TIROLER TAGESZEITUNG „Leitartikel“ vom 10. Mai von Peter Nindler „Gemeinden als Rettungsschwimmer“

Innsbruck (OTS) Einfach nur schwimmen, schwimmen, schwimmen wird auf Dauer bei den defizitären Schwimmbädern in den Tiroler Gemeinden nicht gehen. Die Kommunen sind finanziell am Anschlag, ohne regionale Lösungen drohen sie unterzugehen.
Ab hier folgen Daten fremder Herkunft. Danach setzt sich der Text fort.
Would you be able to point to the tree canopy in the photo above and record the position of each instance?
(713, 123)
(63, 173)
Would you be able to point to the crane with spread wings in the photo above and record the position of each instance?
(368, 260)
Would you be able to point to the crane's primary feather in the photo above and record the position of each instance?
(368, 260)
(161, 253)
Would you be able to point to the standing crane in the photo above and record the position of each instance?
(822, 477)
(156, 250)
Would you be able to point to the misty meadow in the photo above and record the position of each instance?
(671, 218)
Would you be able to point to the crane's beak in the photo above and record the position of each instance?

Dem Wörgler Wave wird jetzt endgültig das Wasser abgedreht, die Stadtgemeinde wollte mit ihrem Erlebnisbad finanziell nicht untergehen. Die Situation in Wörgl steht jedoch stellvertretend für den beinahe nicht zu lösenden Konflikt, in dem sich viele Gemeinden mit ihren Bürgermeisterliften oder Schwimmbädern befinden. Sie sollen Freizeiteinrichtungen für ihre Bürger anbieten, zugleich reißen diese Infrastruktur-Angebote tiefe Löcher in die kommunalen Budgets. Und nicht selten müssen Bergbahnen gerettet werden. Tun die Bürgermeister das nicht, wallt offen Bürgerfrus­t auf.
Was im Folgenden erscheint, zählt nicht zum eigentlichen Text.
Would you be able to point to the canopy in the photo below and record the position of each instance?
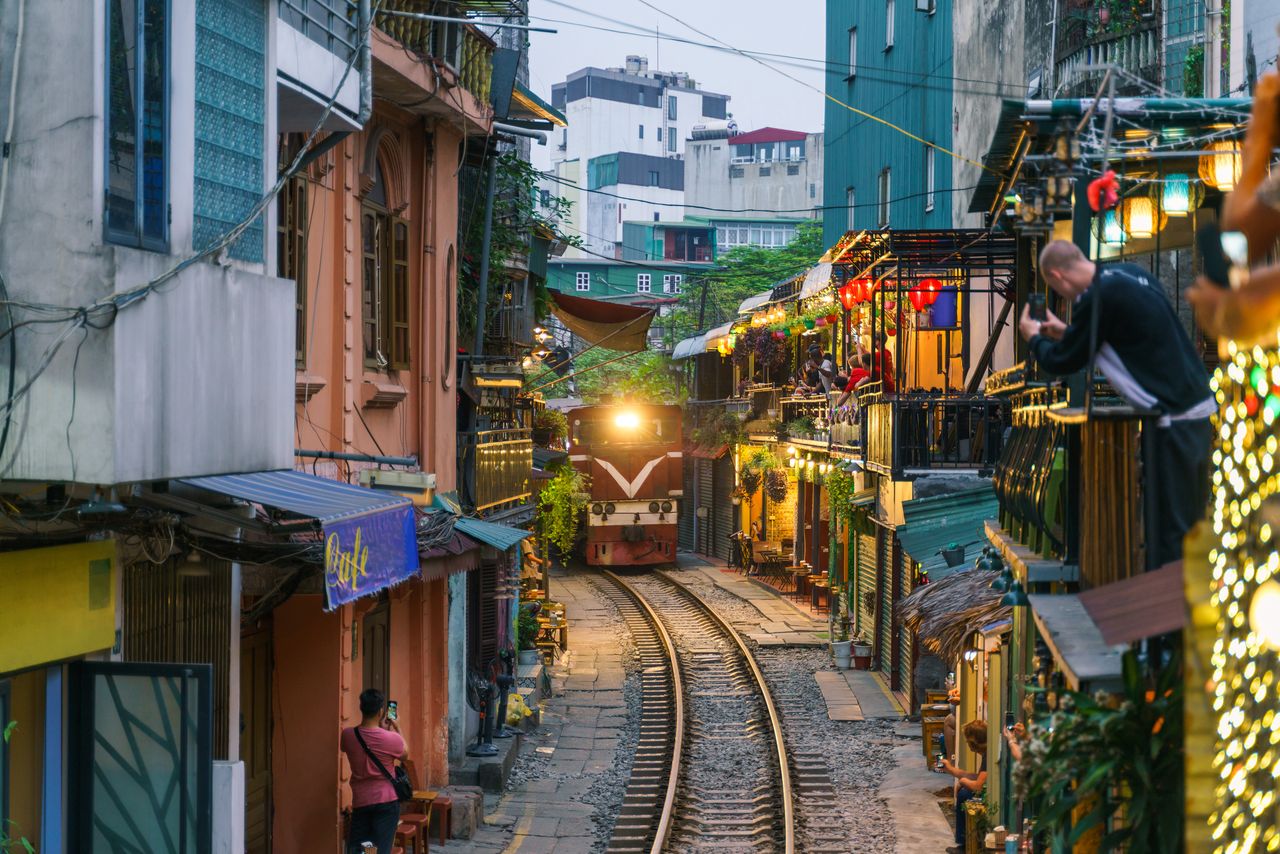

Corona hat die finanzielle Lage in den Gemeindestuben zusätzlich verschärft, obwohl Land und Bund mit den Hilfspaketen von weit mehr als 100 Millionen Euro ihre Liquidität sichern. Freilich ist damit das Ende der Fahnenstange noch nicht erreicht. Es bleibt eng in den Gemeindekassen, weil Einnahmen fehlen. Trotzdem soll in den kommenden Jahren wieder verstärkt in die regionale Wirtschaft investiert, gleichzeitig aber auch gespart werden. Ein Spagat, der ohne politisches Fingerspitzengefühl wehtut.
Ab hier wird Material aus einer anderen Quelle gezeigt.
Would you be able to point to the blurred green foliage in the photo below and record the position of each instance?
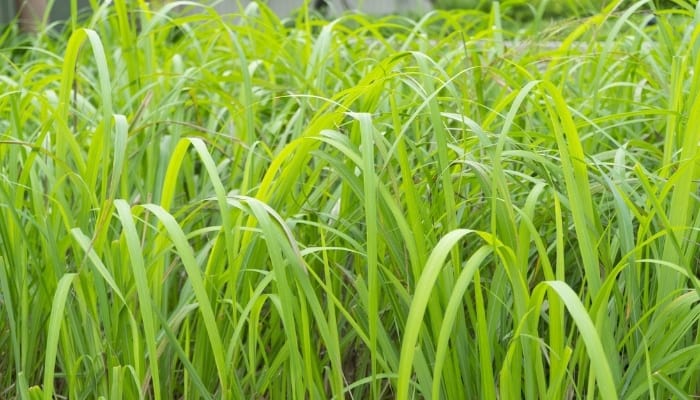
(553, 8)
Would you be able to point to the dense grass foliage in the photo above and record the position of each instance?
(243, 207)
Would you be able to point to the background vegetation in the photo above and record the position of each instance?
(241, 207)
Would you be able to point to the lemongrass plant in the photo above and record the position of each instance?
(459, 206)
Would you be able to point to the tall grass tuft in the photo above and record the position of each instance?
(455, 206)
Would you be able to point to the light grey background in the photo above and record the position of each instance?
(61, 8)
Schließlich war die kommunale Finanzsituation schon vor Corona mehr als angespannt. Zusammen mit den Verpflichtungen für die Gemeindeverbände beträgt der Schuldenstand für die 279 Tiroler Gemeinden und Städte rund 1,3 Milliarden Euro. Nicht zu vergessen sind dabei die enormen Herausforderungen für die Spitalsfinanzierung und die Sozialpolitik. Deshalb steht den Gemeinden ausgerechnet vor den Bürgermeister- und Gemeinderatswahlen im Februar 2022 das Wasser fast schon bis zum Hals. Vor allzu vollmundigen Versprechen und Ansagen werden sich die amtierenden Bürgermeister bzw. die Kandidaten deshalb hüten.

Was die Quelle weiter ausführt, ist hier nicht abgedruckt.